Allen, Sierra; Meyer-Ficca, Mirella; Wandersee, Miles (Utah State University)
Faculty Advisor: Meyer-Ficca, Mirella (College of Agriculture and Applied Sciences; Animal, Dairy, and Veterinary Sciences Department)
Niacin, a component of vitamin B3, is necessary for the synthesis of nicotinamide adenine dinucleotide (NAD+). NAD+ is an essential coenzyme in several metabolic processes, including those that regulate glucose and fat homeostasis in the body. Niacin is available to humans in its dietary form through foods such as meat, various legumes, nuts and vegetables. Niacin deficiency has been linked to health problems including age-related decline of cognitive abilities, as seen in Alzheimer's disease, and impaired dermal repair. In cases of extreme niacin deficiency, individuals may even develop pellagra, a disease characterized by dermatitis, diarrhea and dementia. Recent studies in niacin deficient mice indicate that niacin deficiency impairs proper glucose metabolism. Compared to mice with adequate niacin levels, niacin deficient mice experience a significant loss of total body weight and body fat and have impaired glucose regulation in response to insulin.

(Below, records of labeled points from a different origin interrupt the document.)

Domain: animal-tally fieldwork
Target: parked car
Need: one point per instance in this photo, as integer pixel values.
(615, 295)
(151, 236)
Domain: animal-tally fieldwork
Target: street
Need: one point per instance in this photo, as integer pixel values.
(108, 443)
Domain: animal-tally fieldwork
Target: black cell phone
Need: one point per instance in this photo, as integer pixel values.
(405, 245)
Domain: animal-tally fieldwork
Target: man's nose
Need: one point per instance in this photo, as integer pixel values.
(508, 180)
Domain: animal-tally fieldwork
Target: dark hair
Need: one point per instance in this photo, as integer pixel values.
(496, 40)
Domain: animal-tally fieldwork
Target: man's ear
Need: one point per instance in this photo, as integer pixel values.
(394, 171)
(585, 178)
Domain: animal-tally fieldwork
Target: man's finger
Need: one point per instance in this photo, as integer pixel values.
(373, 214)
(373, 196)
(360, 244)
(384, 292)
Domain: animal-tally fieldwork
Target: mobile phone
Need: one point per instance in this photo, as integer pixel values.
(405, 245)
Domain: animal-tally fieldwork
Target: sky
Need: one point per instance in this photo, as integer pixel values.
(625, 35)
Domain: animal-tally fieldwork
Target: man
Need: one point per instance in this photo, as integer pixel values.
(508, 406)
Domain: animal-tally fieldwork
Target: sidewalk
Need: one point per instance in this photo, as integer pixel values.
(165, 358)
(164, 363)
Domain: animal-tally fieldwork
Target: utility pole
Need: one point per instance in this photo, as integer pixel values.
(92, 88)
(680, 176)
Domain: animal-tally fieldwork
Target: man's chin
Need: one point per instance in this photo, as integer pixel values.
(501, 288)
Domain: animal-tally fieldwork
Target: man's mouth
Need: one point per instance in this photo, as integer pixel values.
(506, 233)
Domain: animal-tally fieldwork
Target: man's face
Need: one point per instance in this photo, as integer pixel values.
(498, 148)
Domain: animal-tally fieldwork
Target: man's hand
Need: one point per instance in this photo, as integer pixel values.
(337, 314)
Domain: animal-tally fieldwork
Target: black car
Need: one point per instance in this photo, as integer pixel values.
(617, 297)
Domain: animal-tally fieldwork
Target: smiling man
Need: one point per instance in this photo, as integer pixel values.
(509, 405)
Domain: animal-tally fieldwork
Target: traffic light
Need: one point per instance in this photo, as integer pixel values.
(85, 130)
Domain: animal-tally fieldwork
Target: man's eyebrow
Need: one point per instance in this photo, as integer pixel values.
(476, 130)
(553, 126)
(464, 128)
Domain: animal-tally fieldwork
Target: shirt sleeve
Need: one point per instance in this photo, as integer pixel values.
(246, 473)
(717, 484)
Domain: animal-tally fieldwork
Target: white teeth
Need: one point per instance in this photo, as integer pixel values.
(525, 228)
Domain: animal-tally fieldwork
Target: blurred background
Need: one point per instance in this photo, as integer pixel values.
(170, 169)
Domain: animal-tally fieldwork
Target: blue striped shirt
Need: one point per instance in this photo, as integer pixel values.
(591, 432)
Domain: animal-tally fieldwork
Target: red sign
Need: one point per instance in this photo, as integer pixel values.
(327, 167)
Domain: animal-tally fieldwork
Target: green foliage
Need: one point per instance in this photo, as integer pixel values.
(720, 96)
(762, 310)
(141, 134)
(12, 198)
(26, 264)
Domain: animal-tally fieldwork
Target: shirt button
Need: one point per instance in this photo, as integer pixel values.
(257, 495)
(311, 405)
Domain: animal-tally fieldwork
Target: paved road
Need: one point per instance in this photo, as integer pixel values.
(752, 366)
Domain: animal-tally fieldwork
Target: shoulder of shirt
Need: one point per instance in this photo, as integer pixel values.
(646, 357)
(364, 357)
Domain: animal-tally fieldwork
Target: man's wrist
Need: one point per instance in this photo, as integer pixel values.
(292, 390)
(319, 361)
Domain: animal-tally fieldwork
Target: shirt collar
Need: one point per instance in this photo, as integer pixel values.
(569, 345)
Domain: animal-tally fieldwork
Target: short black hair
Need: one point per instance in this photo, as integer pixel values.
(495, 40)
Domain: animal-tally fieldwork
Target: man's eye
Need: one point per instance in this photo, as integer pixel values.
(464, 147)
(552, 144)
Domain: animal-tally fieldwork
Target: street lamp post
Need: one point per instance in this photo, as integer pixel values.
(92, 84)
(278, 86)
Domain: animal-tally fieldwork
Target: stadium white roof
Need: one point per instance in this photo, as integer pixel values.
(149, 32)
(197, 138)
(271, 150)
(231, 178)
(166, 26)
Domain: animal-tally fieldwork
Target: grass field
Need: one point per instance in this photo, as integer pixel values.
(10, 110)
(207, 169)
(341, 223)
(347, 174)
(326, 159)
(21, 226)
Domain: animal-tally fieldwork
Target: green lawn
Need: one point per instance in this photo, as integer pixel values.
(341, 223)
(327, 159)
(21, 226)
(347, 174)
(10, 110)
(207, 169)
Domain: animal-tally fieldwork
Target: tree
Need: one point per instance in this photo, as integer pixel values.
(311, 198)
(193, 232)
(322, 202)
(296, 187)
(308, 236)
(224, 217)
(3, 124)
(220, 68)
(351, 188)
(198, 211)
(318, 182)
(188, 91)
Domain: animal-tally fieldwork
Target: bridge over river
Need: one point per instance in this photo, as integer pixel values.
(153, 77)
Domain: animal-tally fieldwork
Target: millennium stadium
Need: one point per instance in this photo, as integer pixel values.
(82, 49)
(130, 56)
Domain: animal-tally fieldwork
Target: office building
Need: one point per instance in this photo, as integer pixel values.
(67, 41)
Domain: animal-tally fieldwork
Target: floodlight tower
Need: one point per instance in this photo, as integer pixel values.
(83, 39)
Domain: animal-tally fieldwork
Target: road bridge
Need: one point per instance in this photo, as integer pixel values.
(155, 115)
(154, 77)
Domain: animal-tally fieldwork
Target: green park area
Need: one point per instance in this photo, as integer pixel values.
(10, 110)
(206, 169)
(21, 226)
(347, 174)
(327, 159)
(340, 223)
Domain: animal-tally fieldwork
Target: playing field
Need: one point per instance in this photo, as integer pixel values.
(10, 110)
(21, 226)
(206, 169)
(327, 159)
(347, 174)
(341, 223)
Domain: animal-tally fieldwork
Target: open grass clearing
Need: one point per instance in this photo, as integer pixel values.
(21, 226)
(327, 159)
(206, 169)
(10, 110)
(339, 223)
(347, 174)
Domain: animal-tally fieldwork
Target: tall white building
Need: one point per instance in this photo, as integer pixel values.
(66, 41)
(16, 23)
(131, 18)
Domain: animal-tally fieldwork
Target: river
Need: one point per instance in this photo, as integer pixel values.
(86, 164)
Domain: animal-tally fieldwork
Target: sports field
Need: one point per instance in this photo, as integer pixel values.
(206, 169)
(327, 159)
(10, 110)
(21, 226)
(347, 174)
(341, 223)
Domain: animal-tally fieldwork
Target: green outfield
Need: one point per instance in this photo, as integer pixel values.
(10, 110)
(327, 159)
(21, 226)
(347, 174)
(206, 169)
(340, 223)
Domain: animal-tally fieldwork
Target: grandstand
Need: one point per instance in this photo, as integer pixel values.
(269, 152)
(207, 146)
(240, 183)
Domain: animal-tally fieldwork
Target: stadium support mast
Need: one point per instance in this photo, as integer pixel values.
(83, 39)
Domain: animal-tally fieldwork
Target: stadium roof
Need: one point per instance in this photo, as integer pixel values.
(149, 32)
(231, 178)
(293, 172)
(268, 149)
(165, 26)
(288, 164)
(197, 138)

We hypothesize that these metabolic defects result from inadequate levels of NAD+ preventing the conversion of lactate to pyruvate in the gluconeogenesis pathway, which in turn results in decreased blood glucose levels. Another potential explanation is that niacin deficiency results in decreased glycogen stores in the liver, also impeding glucose production. To test these hypotheses, we are studying the relationship between dietary niacin and glucose metabolism in a transgenic mouse model with acquired niacin dependency that accurately represents human niacin metabolism. Results of this study will contribute to better understanding of niacin's role in proper glucose metabolism, with important implications for diabetes and other glucose-related diseases, particularly in populations with limited access to quality food.